Pittsburgh-Denver (4:30 PM ET, CBS): All week long we’ve basically heard about how the Steelers are going to destroy Tim Tebow. Heck, in the Notebook’s newsletter (sent out for free each Monday, sign up on the right side of the home page), I often speculated that the game being over by halftime meant we could check out some good NBA and NHL action in the early evening and not miss anything. I still feel that way, but constructive analysis means exploring all options, so let’s consider the Denver case for pulling this upset as a nine-point underdog.
*Pittsburgh’s pass protection is terrible, Ben Roethlisberger is still limping around with the high ankle sprain and Denver has two very good pass rushers in defensive end Elvis Dumervil and linebacker Von Miller.
*With running back Rashard Mendenhall out for the entire postseason, Pittsburgh’s ability to take the pressure off Big Ben with the running game is limited.

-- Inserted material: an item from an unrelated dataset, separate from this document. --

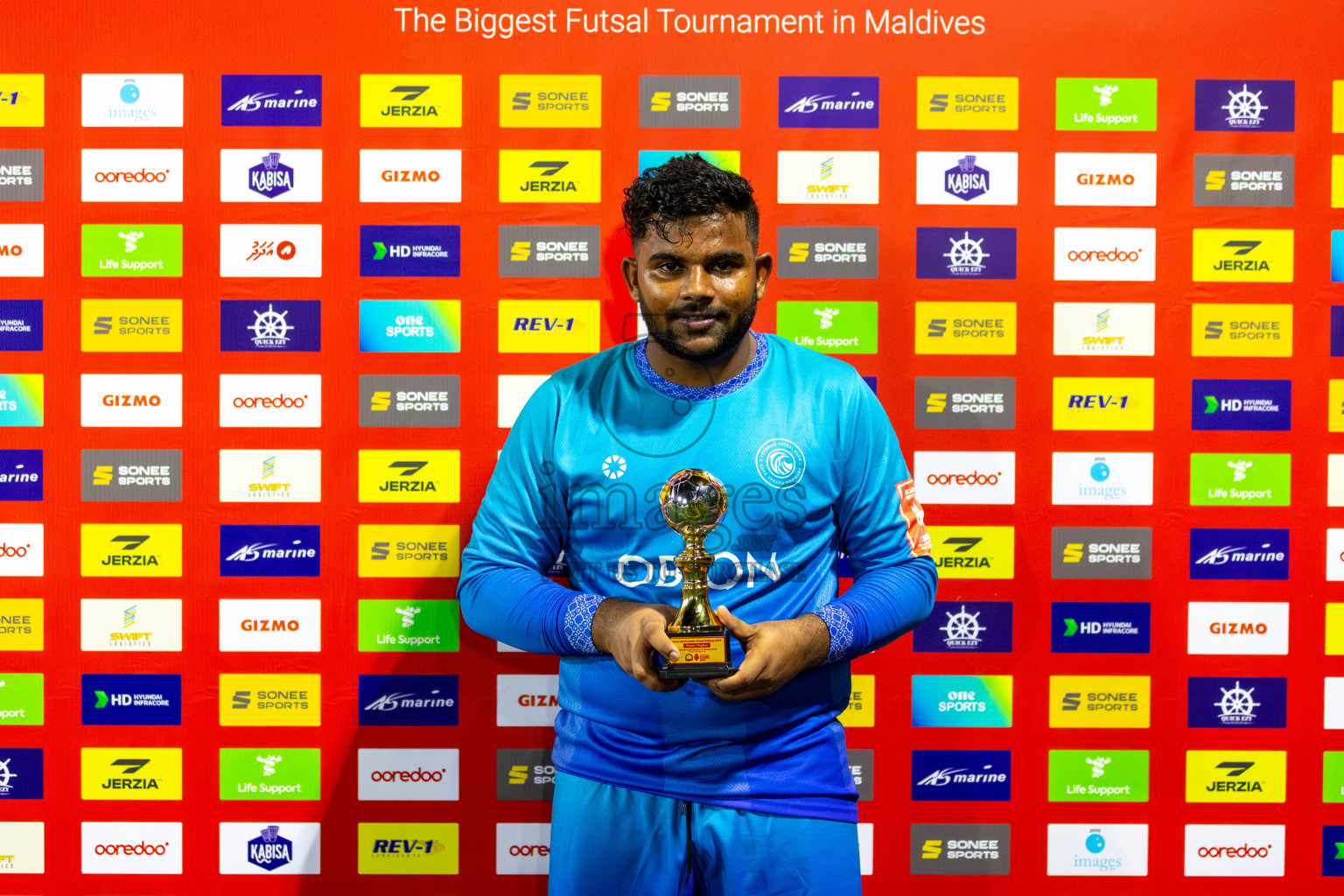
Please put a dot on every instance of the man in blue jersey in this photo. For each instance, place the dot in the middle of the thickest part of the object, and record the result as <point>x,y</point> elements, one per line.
<point>737,785</point>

*The Steeler run defense isn’t as strong as their pass defense, making it possible for Willis McGahee and Tim Tebow to get something going on the ground. Furthermore, having the best pass defense in the AFC is pretty much a wasted strength against Denver, where Tebow can make any defense look great against the pass.
*Denver can exploit Pittsburgh’s high-pressure schemes with the linebackers, but using Tebow on quarterback draws to keep LaMarr Woodley and James Harrison at home and mitigate a Steeler strength.
*Pittsburgh’s red-zone offense is subpar, making it more likely the game stays close and gives Tebow a chance for some fourth-quarter magic and outstanding kicker Mike Prater to be a difference-maker.
That’s the case and it’s not as though as I think any Denver fan who has hope is living in some kind of utopia, especially with the game at home. But we have to counter with the following points…
*Denver’s red-zone offense is even worse than Pittsburgh’s and when you only get limited scoring chances, they have to be turned into touchdowns.
*The loss of Mendenhall is overrated. Isaac Redman is capable of doing just as well—or just as mediocre as the case may be. Pittsburgh no longer lives and dies with the running game. Thinking they do is as outdated as thinking the Giants are a muscular running team.
*Roethlisberger has two great playmaking receivers on the outside in Mike Wallace and Antonio Brown. All it takes is one or two hits down the field to give the Steelers a lead and put Tebow in a catch-up situation.
*Pittsburgh’s won 12 games without a big year from Troy Polamulu, so they can win here without a big play from him. But what if last year’s Defensive Player of the Year does step up with a game-changing play. We’re talking ball game if that happens.
The bottom line? Like any team in the playoffs, especially one at home, you can construct a reasonable victory scenario for Denver. But reasonable doesn’t mean likely, and I’m going with the conventional wisdom and calling this one for the Steelers, 23-6.